I'll be quick this week because I'm headed to the airport to fly to InsureTech Connect in Las Vegas (where I hope to see many of you). But I wanted to share a major report on AI that, to my mind, should erase any sense of complacency about the need to quickly figure out the possibilities of AI for your organization.
The report says researchers found that generative AI is already better than humans at half of a host of real-world business tasks assigned to it, including many related to insurance.
As baseball legend Satchel Paige once said, "Don't look back. Something may be gaining on you."
The recent MIT study that found that 95% of AI projects haven't delivered a return on investment, as well as a report about the "workslop" supposedly produced by gen AI, have led to a sense that the bloom may be off the rose. I think both used flawed methodologies. In any case, they are both thoroughly rebutted by a recent research paper from OpenAI.
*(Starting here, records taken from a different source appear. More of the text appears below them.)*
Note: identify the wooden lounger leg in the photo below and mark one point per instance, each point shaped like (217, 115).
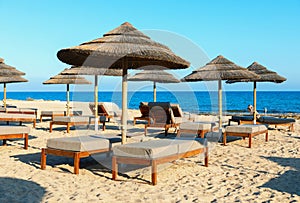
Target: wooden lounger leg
(103, 126)
(250, 140)
(114, 168)
(206, 157)
(68, 127)
(166, 131)
(26, 141)
(43, 159)
(76, 162)
(154, 172)
(50, 128)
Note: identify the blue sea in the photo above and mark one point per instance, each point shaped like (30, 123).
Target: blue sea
(196, 102)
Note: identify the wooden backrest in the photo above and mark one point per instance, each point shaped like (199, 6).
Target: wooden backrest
(160, 112)
(144, 109)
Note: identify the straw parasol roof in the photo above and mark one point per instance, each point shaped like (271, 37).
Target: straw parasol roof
(124, 48)
(12, 79)
(159, 76)
(124, 41)
(66, 79)
(219, 68)
(85, 70)
(6, 70)
(9, 74)
(265, 75)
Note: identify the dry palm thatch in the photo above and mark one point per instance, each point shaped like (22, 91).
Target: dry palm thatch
(265, 75)
(83, 70)
(12, 79)
(124, 48)
(123, 43)
(9, 79)
(220, 68)
(159, 76)
(6, 70)
(66, 79)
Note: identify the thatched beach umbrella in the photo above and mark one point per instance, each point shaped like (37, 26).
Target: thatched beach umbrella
(9, 79)
(67, 79)
(157, 76)
(7, 70)
(9, 74)
(124, 48)
(219, 69)
(81, 70)
(265, 76)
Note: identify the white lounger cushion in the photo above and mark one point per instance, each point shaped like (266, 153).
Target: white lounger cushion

A thorough article in Fortune says of the paper:
"Many AI benchmarks do not reflect real world use cases. Which is why a new gauge published by OpenAI... is so important. Called GDPval, the benchmark evaluates leading AI models on real-world tasks, curated by experts from across 44 different professions, representing nine different sectors of the economy. The experts had an average of 14 years experience in their fields, which ranged from law and finance to retail and manufacturing, as well as government and healthcare.
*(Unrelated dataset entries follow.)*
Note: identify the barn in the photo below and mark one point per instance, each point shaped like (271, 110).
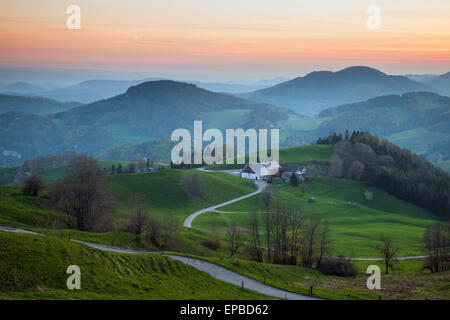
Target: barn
(258, 171)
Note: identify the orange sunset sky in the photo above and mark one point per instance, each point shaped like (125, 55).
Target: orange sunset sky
(240, 37)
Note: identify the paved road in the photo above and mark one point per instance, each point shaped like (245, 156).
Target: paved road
(261, 185)
(216, 271)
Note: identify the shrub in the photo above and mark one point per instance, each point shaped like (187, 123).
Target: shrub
(212, 242)
(33, 185)
(338, 267)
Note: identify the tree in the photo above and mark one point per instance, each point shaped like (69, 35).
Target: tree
(139, 218)
(336, 166)
(437, 243)
(324, 242)
(309, 243)
(256, 242)
(142, 165)
(132, 168)
(293, 180)
(234, 235)
(84, 194)
(387, 250)
(303, 187)
(267, 196)
(33, 185)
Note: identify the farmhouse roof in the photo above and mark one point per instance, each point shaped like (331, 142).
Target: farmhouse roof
(262, 169)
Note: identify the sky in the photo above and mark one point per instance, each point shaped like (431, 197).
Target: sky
(226, 39)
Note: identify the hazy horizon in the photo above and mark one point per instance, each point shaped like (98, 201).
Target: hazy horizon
(222, 41)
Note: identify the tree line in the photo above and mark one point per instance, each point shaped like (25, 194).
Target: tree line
(379, 163)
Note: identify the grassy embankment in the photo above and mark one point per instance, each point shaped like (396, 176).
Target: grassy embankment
(34, 267)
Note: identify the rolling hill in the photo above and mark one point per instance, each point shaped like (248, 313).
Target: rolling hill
(148, 111)
(441, 83)
(417, 121)
(34, 267)
(320, 90)
(33, 105)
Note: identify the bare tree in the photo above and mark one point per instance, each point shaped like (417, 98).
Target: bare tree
(303, 187)
(33, 185)
(155, 229)
(324, 242)
(296, 220)
(234, 235)
(256, 242)
(170, 234)
(268, 219)
(336, 166)
(139, 218)
(387, 250)
(437, 243)
(309, 242)
(267, 197)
"Whereas a traditional AI benchmark might test a model’s capability to answer a multiple choice bar exam question about contract law, for example, the GDPval assessment asks the AI model to craft an entire 3,500 word legal memo assessing the standard of review under Delaware law that a public company founder and CEO, with majority control, would face if he wanted this public company to acquire a private company that he also owned."
Results varied based on task and on which AI model was being used but often were startlingly better. As the Fortune article says, while researchers have talked about artificial general intelligence (AGI) as the Holy Grail, it may be better to think in terms of AJI (artificial jagged intelligence)--in other words, for some tasks, the AI is incredible; for others, not so much.
Plenty of caveats still apply. I always wonder about the rigor of a report produced by a vendor (even though this seems plenty sound). I also continue to believe that the relevant test isn't humans vs. AI. I believe that AI will take over tasks, not full jobs, so the real test needs to be humans using AI vs. whatever the process is now--a la the "centaur" teams of humans and AI that compete against other teams of humans and AI in chess.
But I still think the OpenAI research paper is important and commend it to your attention.
Cheers,
Paul
P.S. If you're looking for arguments in favor of AI use in your organization, you might also check out a recent report from Air Street Press. It says that capability per dollar spent by a user on AI "is doubling every few months. Google’s rate: 3.4 months. OpenAI’s: 5.8 months." The report also cites a study that found that "44% of U.S. businesses now pay for AI, up from 5% in 2023." There are loads of other interesting tidbits in there, too.